The proposal, submitted by M.P. Ahammad, Chairman, Malabar Group, to Hon’ble Finance Minister Smt. Nirmala Sitharaman and Hon’ble Commerce & Industry Minister Shri Piyush Goyal, outlines practical measures aimed at increasing public participation in GMS, mobilising idle gold into the formal economy, and encouraging greater recycling, reuse, and circulation of existing gold within India.

India imports nearly 700–800 tonnes of gold annually, resulting in significant foreign exchange outflows and pressure on the current account deficit. At the same time, Indian households and institutions are estimated to hold nearly 25,000–35,000 tonnes of gold in the form of jewellery, coins and bars, much of which remains economically idle.

Malabar Gold & Diamonds stated that greater focus on recycling, exchange, reuse, and monetisation of existing domestic gold can play an important role in reducing import dependency, limiting dollar outflow, and strengthening the Indian economy over the long term.

Commenting on the proposal, M.P. Ahammad, Chairman, Malabar Group, said: 

“India possesses one of the world’s largest privately held gold reserves while continuing to rely significantly on imports to meet domestic demand. We wholeheartedly support the Hon’ble Prime Minister’s appeal and believe that encouraging responsible utilisation, recycling, and circulation of existing gold within the country is an important national priority.
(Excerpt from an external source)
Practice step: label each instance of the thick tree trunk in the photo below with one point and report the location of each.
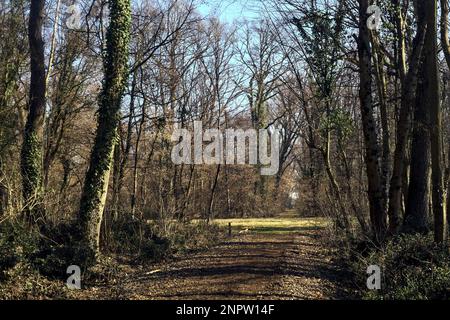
(403, 133)
(372, 152)
(31, 153)
(116, 74)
With appropriate policy support and active integration of the organised jewellery sector, the Gold Monetisation Scheme can emerge as a highly effective mechanism for mobilising idle gold into the formal economy.”

The proposal notes that while the Gold Monetisation Scheme was introduced to reduce import dependence and monetise idle domestic gold holdings, public participation remained limited due to longer lock-in periods, lower perceived returns, limited redemption flexibility, and procedural challenges.

To improve effectiveness and adoption of the scheme, Malabar Gold & Diamonds has recommended:

  • Integration of organised jewellers into the GMS framework under regulatory oversight
  • Reduction in minimum deposit quantity from 10 grams to 1 gram
  • Flexible redemption options in either gold weight or cash
  • Lower lock-in periods and improved liquidity options
  • Simplified Aadhaar-based e-KYC procedures
  • Customer incentives through jeweller participation, including loyalty-linked benefits
  • Improved transparency in purity testing, valuation, and refining
  • Consideration of GST waiver on gold brought back into the formal system
  • Alignment of GMS with Gold Metal Loan (GML) frameworks for better utilisation within the industry

The proposal also recommends a jeweller-assisted collection and facilitation framework operating under bank and regulatory supervision, with digital tracking systems and transparent processing mechanisms to improve customer confidence and operational efficiency.

According to the proposal, mobilisation of even 1–2% of India’s domestic gold holdings could potentially release nearly 600–700 tonnes of gold into circulation, equivalent to a substantial portion of the country’s annual gold import demand.

Malabar Gold & Diamonds believes that encouraging recycling, reuse, exchange, and monetisation of existing gold within India can become a meaningful economic lever for the country. The company stated that a stronger and more accessible Gold Monetisation Scheme can help reduce import dependence, lower foreign exchange outflows, improve circulation of domestic gold resources, and contribute towards building a more resilient and self-reliant economy in line with the Hon’ble Prime Minister’s vision.